Ed worked at Honeysuckle until just before the Apollo-Soyuz Test Project. Previously he had worked in broadcast television with the Australian Broadcasting Commission.
In order to send me a copy, Ed projected his film onto a screen and used a video camera on a tripod to record the picture onto video tape.
When his tape arrived, I realised that Ed had some unique footage. His film clearly shows Armstrong coming down the ladder - something that was only vaguely visible to the international TV audience. As well, he filmed the PLSS backpacks being dumped down the ladder more than two hours after the EVA ended. (This may be the only existing recording of that event.)
Although Ed only made the film as a personal souvenir, it was clear that it was very important to preserve it as a unique record of that historic day.

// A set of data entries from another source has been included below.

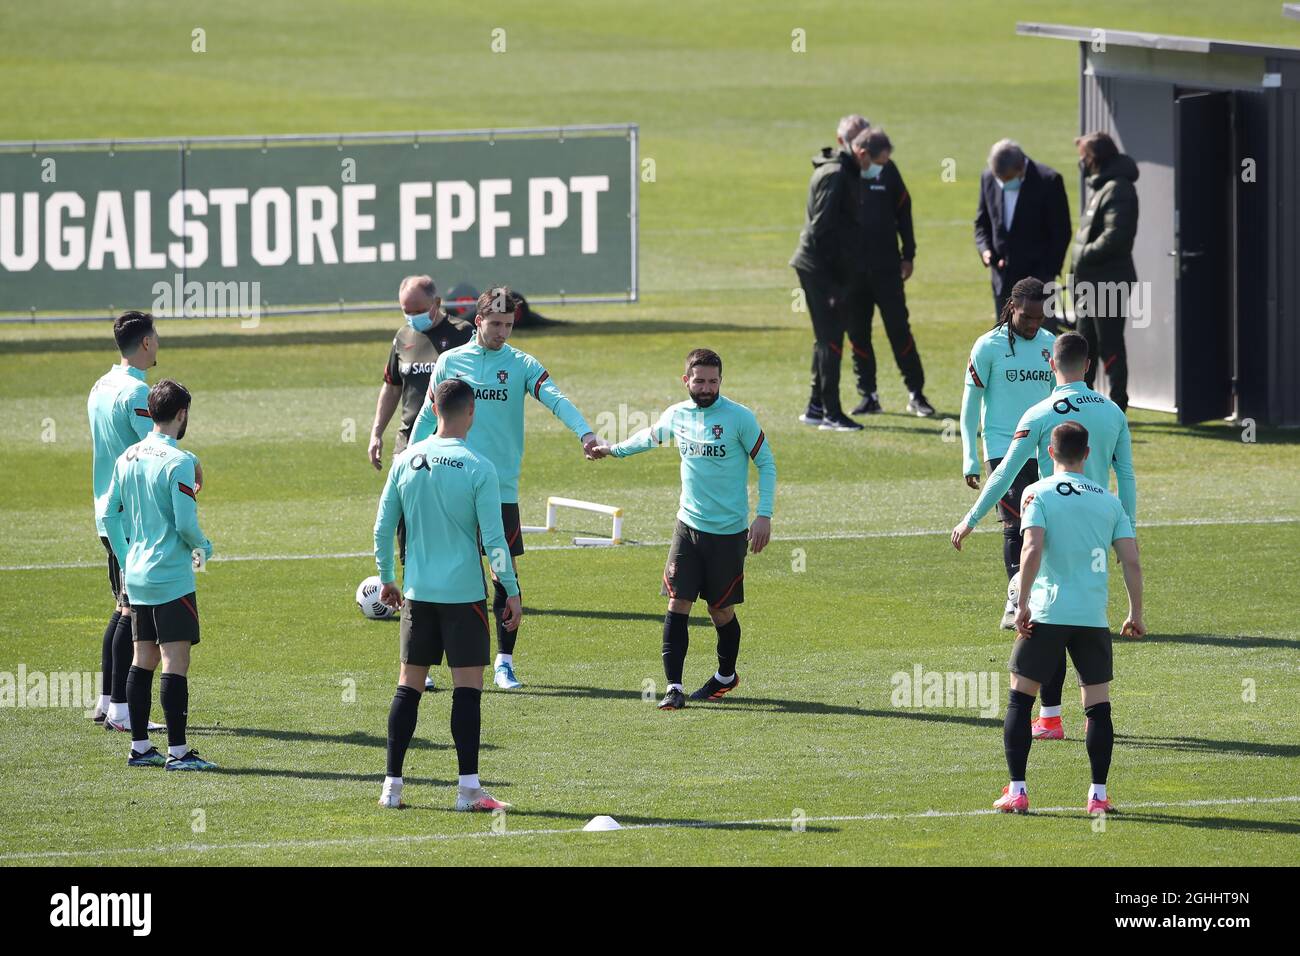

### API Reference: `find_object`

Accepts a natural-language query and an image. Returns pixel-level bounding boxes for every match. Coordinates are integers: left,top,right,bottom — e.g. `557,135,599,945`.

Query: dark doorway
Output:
1174,90,1234,424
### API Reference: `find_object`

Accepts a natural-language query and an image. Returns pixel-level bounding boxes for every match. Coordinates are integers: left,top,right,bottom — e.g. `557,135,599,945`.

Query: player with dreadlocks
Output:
958,277,1056,628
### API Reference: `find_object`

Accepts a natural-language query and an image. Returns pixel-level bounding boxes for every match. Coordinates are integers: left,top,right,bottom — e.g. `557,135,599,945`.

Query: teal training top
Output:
408,339,592,504
1020,471,1135,628
610,395,776,535
963,380,1136,529
102,432,213,606
374,435,520,603
87,365,153,535
960,325,1056,475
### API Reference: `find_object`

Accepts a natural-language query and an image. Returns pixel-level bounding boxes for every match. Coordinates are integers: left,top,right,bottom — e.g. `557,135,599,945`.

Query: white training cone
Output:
583,815,622,831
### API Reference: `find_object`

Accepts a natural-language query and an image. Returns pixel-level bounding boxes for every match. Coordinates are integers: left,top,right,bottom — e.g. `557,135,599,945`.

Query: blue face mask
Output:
998,175,1023,192
861,163,883,180
404,310,434,333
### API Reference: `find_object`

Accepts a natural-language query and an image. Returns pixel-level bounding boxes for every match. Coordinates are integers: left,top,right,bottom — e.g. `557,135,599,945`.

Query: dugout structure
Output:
1020,19,1300,426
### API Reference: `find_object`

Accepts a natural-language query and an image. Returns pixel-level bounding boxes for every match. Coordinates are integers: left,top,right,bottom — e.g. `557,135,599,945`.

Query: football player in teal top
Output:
102,380,216,772
591,349,777,710
86,311,164,733
992,421,1143,816
953,331,1137,739
958,278,1055,629
410,287,599,691
374,379,520,813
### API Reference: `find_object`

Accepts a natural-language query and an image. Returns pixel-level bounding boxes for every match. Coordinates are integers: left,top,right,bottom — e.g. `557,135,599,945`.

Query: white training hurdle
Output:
520,496,624,546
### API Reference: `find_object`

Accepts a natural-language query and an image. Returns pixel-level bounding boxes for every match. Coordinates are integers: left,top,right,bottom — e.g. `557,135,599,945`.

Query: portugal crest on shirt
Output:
711,424,724,439
497,369,509,384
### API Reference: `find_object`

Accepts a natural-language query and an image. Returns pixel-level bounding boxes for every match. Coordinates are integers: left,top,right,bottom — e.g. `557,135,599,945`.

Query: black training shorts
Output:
660,519,748,609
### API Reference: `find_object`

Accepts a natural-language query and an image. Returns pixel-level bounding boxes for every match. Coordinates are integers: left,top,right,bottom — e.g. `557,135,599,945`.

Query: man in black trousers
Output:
974,139,1072,325
838,128,933,418
794,114,878,427
790,114,868,431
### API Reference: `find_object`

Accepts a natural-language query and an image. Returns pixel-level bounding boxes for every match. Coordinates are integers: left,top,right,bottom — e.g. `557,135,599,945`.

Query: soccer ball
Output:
1006,572,1020,605
356,575,395,620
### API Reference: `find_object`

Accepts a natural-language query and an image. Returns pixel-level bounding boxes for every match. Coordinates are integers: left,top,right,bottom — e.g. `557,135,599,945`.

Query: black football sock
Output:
1084,701,1114,785
1003,526,1023,580
100,610,122,700
662,611,690,686
1004,689,1035,782
492,579,517,656
159,672,189,749
450,686,482,777
1040,654,1067,709
714,616,741,679
125,665,154,745
110,614,134,703
385,684,422,777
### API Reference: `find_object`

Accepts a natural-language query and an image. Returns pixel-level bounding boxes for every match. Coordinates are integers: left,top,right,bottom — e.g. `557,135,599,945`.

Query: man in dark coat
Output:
974,139,1072,322
1070,132,1139,411
790,114,870,430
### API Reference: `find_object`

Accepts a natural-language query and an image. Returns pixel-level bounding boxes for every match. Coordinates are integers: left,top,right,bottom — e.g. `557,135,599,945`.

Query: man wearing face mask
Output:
974,140,1072,325
839,128,934,418
371,276,475,477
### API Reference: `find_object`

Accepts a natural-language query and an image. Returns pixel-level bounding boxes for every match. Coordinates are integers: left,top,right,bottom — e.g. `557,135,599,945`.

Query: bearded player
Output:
590,349,776,710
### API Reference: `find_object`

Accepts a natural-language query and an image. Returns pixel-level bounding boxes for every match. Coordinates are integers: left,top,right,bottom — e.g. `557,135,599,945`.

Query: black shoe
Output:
658,687,687,710
851,394,883,415
818,412,864,432
798,403,825,426
689,673,741,701
906,392,936,417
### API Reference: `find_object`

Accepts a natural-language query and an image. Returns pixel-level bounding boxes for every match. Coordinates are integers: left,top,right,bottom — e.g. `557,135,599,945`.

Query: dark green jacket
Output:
789,147,852,275
1070,154,1139,284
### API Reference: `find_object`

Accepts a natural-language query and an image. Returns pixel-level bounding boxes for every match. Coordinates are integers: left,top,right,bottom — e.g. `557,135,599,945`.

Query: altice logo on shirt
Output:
49,886,152,936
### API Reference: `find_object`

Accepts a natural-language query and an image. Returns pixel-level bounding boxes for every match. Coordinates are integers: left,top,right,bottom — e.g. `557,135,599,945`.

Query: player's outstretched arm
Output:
172,457,213,559
102,465,129,568
608,407,674,460
960,413,1036,537
526,362,597,456
373,461,403,595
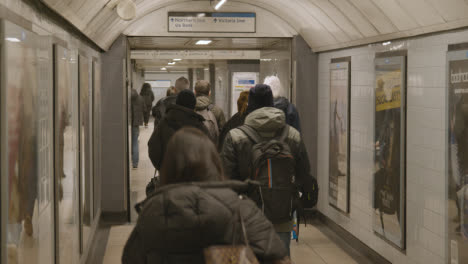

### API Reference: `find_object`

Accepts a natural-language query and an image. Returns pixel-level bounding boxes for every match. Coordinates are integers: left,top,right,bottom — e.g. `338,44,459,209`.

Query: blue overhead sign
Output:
168,12,256,33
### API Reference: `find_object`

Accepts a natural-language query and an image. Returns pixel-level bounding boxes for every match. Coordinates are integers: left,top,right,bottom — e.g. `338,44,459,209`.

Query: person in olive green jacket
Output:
221,84,316,256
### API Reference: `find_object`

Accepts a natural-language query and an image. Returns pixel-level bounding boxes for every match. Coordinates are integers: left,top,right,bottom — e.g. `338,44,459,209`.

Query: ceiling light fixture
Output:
116,0,136,21
215,0,227,10
173,58,182,61
161,67,167,70
5,37,21,42
168,62,176,65
196,40,212,45
382,41,391,46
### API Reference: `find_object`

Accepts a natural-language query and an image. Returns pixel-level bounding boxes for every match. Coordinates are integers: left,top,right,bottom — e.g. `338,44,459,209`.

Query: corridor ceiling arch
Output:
41,0,468,51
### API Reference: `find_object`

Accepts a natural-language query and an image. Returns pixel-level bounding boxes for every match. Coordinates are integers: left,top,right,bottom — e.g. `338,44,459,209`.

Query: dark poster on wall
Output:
447,52,468,264
372,55,406,249
329,58,350,213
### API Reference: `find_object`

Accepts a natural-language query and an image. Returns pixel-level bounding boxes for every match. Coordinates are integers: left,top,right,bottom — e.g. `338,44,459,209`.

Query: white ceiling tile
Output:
349,0,397,34
329,0,379,37
371,0,418,31
298,1,351,42
395,0,445,26
313,0,363,40
426,0,468,21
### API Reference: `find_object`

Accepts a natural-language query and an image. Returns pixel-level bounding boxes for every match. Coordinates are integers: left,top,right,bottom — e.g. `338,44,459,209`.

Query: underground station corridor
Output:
2,0,468,264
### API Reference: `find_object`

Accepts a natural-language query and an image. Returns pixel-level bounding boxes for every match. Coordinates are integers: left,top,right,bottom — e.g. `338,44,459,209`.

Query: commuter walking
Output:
264,76,301,132
131,88,145,169
140,83,155,128
219,90,249,150
148,89,209,170
194,80,226,143
152,77,190,129
166,86,176,96
123,127,289,264
221,84,316,256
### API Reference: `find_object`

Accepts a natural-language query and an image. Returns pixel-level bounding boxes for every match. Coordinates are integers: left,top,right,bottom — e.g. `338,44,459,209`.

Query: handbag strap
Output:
232,198,250,247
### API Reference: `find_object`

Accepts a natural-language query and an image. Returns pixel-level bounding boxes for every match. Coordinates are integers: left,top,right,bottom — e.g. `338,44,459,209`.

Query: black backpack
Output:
238,125,298,224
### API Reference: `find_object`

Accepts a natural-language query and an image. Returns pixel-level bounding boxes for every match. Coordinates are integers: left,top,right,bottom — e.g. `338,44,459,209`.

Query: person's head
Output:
264,76,283,98
166,86,176,97
160,127,224,185
246,84,274,113
176,89,197,110
237,91,249,114
194,80,211,97
174,77,190,93
140,83,151,95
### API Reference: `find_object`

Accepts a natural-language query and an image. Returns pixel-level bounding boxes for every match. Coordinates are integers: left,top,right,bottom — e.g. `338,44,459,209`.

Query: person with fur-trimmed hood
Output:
264,76,301,132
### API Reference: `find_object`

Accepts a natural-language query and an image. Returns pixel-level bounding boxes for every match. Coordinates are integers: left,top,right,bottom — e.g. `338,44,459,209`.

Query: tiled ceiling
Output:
39,0,468,52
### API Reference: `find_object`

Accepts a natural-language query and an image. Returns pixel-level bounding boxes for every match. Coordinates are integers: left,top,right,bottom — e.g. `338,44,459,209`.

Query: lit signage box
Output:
168,12,256,33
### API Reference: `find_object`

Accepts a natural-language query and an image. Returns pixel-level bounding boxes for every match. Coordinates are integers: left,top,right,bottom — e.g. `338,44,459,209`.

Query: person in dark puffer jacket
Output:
148,90,209,170
123,128,289,264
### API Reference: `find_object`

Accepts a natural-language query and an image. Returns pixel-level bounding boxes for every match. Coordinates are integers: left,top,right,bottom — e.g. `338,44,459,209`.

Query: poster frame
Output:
446,43,468,264
372,51,407,251
0,19,6,264
328,56,351,214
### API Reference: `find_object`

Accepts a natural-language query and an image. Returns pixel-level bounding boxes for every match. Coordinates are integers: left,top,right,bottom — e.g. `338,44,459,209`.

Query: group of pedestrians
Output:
126,75,318,264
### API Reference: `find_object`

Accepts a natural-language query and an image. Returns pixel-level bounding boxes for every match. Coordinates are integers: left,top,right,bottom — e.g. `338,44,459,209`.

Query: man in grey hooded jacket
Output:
221,84,315,256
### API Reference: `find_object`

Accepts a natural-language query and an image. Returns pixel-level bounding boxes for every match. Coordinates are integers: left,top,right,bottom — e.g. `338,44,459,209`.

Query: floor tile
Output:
312,246,359,264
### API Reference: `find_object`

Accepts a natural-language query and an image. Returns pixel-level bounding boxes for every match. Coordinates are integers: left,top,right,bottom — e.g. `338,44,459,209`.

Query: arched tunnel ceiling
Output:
41,0,468,52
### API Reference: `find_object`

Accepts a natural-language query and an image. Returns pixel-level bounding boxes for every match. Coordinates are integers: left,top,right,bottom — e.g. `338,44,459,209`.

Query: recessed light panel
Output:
196,40,212,45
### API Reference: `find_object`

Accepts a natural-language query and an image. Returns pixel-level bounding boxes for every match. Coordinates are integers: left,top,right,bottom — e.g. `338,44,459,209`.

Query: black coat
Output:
122,181,288,264
148,104,209,170
152,95,177,129
274,97,301,132
219,112,246,151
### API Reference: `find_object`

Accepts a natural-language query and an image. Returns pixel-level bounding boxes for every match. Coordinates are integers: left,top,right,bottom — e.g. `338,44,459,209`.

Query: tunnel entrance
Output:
126,36,292,222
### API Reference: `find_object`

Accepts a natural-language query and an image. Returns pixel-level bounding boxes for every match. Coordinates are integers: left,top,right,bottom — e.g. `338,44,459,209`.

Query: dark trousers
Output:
143,111,150,125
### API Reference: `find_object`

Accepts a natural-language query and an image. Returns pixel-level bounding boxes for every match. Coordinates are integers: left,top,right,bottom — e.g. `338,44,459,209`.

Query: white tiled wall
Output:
316,29,468,264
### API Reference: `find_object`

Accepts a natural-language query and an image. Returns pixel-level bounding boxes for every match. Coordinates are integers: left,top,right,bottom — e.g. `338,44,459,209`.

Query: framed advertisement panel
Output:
329,57,351,213
447,45,468,264
373,53,406,249
54,44,80,263
231,72,258,116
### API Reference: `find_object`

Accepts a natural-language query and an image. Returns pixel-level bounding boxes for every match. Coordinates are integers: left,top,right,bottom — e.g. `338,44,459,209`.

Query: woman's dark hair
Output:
140,83,152,96
160,127,224,185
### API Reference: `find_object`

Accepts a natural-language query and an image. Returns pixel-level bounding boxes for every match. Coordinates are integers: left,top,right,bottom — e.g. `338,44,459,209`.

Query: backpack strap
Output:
278,125,290,142
238,125,262,144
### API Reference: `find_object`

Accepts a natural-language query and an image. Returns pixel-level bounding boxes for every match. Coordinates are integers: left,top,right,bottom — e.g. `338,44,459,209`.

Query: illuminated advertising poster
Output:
373,55,406,249
231,72,258,116
447,51,468,264
329,58,350,213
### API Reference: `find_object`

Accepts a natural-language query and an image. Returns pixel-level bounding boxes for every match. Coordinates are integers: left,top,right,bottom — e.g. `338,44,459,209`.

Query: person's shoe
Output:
24,215,33,236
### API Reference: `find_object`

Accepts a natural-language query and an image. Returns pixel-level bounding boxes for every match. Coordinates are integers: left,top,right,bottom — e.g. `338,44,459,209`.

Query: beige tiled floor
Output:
130,121,156,222
102,223,360,264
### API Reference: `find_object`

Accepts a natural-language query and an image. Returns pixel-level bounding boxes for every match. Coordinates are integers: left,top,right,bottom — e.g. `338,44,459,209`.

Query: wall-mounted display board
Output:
1,20,55,264
447,44,468,264
231,72,258,116
329,57,351,213
79,54,93,253
54,44,80,263
372,53,406,249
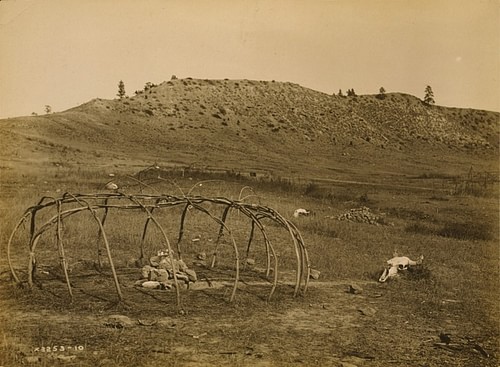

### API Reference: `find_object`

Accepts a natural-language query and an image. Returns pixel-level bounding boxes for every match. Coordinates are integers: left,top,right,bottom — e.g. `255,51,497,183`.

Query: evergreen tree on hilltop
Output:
377,87,386,99
117,80,126,99
423,85,435,105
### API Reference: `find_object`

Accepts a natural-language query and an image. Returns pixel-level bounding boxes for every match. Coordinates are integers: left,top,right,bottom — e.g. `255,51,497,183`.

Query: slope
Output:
0,78,498,179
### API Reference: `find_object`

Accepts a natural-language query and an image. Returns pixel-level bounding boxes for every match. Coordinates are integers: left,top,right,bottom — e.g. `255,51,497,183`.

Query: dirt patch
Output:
1,276,497,366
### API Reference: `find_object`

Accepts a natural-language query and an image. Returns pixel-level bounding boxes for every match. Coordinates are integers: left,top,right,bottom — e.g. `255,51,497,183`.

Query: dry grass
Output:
0,165,499,366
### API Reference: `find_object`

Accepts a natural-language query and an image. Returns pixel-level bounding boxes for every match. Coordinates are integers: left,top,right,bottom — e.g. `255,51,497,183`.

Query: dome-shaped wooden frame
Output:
7,193,310,307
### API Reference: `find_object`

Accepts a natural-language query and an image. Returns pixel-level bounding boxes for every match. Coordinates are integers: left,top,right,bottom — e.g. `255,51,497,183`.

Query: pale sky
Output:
0,0,499,118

Several friends in the Apollo community helped with the finances to have the film professionally transferred to digital media, and ALSJ contributing editor David Woods (who is a BBC Post-Production Editor in Scotland) arranged for an Archive Telecine Specialist (Tim Emblem-English) at the BBC in London, to do the work. Ed hand delivered the film - and also some more film including footage he took during the Apollo 16 and 17 EVAs - and the transfer was made.
The digital files were then sent to David Woods and he was able to reduce the strobing on the Apollo 11 TV footage (caused by the difference in frame rate between the 18 frames per second Super 8 movie camera and the TV monitor). David passed along the files to me in Australia and I have put them into their correct sequence and added the appropriate mission audio for context.
The high quality of the digital transfer shows that parts of this Apollo 11 Super 8 film preserve more detail than was seen in Houston.
In the other footage, I also discovered that Ed recorded about a minute of Apollo 16 television that was seen at Honeysuckle and nowhere else.
A DVD of Ed's footage is being produced and a copy will be given to the NASA History Office. The DVD is being launched at a Honeysuckle Creek reunion in Canberra in March 2006.